Negociações Climáticas da COP30 no Brasil
As negociações climáticas da COP30 no Brasil chegaram a um acordo provisório, conforme informado por fontes à Reuters neste sábado (22). Este avanço ocorreu após os negociadores resolverem um impasse prolongado relacionado tanto à redução das emissões de gases de efeito estufa quanto ao financiamento climático.
A conferência, que durou duas semanas, foi apresentada como uma oportunidade para demonstrar a capacidade das nações de unirem esforços no enfrentamento da mudança climática, mesmo na ausência dos Estados Unidos. A conclusão do evento estava prevista para a sexta-feira, mas foi estendida devido a dificuldades que os negociadores enfrentaram em chegar a um consenso.
Conforme relatos, o impasse foi superado com negociações que se prolongaram até a madrugada, lideradas pelo Brasil, país anfitrião. No entanto, o texto final do acordo ainda não foi tornado público, e os detalhes sobre o compromisso específico continuam sem esclarecimento imediato.
Fontes informaram que a União Europeia concordou em não obstruir um consenso para um acordo. A presidência brasileira agendou uma sessão plenária de encerramento da conferência para às 11h. É importante ressaltar que qualquer acordo alcançado precisa ser aprovado por consenso.
Promessas Relativas aos Combustíveis Fósseis
Um dos pontos centrais das negociações que causou entraves foi o equilíbrio entre a implementação de uma promessa de 2023 de afastamento dos combustíveis fósseis e a redação referente ao fluxo de financiamento climático. Este fluxo é vital para auxiliar as nações em desenvolvimento a se adaptarem às consequências do aquecimento global, proveniente das economias mais desenvolvidas.

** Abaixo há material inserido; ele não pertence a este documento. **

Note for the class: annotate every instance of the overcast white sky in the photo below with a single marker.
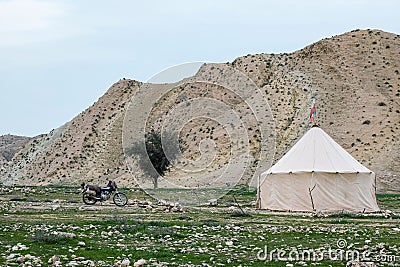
(58, 56)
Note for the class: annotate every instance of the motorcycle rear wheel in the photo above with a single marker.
(120, 199)
(89, 199)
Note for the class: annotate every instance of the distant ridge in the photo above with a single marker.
(355, 76)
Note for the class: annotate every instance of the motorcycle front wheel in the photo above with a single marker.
(120, 199)
(89, 199)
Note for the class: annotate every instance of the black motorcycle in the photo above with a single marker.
(91, 194)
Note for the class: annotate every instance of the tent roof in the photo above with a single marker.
(317, 151)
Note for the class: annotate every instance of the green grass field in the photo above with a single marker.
(50, 226)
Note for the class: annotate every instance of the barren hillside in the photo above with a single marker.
(355, 76)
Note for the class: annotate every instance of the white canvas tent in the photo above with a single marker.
(317, 174)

A União Europeia vinha exercendo pressão para uma redação que contemplasse o abandono dos combustíveis fósseis, no entanto, enfrentou forte resistência por parte do Grupo Árabe de nações, incluindo a Arábia Saudita. O presidente da COP30, André Corrêa do Lago, declarou no sábado que a presidência brasileira publicaria um texto paralelo tanto sobre combustíveis fósseis quanto sobre a proteção das florestas, já que não foi possível estabelecer um consenso sobre essas questões nas discussões climáticas globais.
“Vou anunciar que a presidência brasileira fará os dois roteiros porque visivelmente não tivemos maturidade para chegar a um consenso. Acredito que se fizermos isso sob a presidência, teremos resultados”, afirmou Corrêa do Lago.
Financiamento para Adaptação Climática
Os países também chegaram a um consenso de que as nações ricas devem triplicar o financiamento destinado à adaptação para os países em desenvolvimento até 2035, baseado em uma meta que prevê a duplicação desses valores até 2025. Essa informação foi confirmada por uma fonte próxima das negociações.
Essa decisão, que está prevista para integrar o acordo da COP30, instará os países desenvolvidos a aumentar o financiamento destinado a apoiar as nações com menos recursos a lidarem com os impactos das mudanças climáticas.
Em um contexto separado, uma Declaração dos Líderes durante uma reunião do G20 na África do Sul ressaltou a gravidade da mudança climática, evidenciando uma ameaça direta aos planos do presidente dos Estados Unidos, Donald Trump.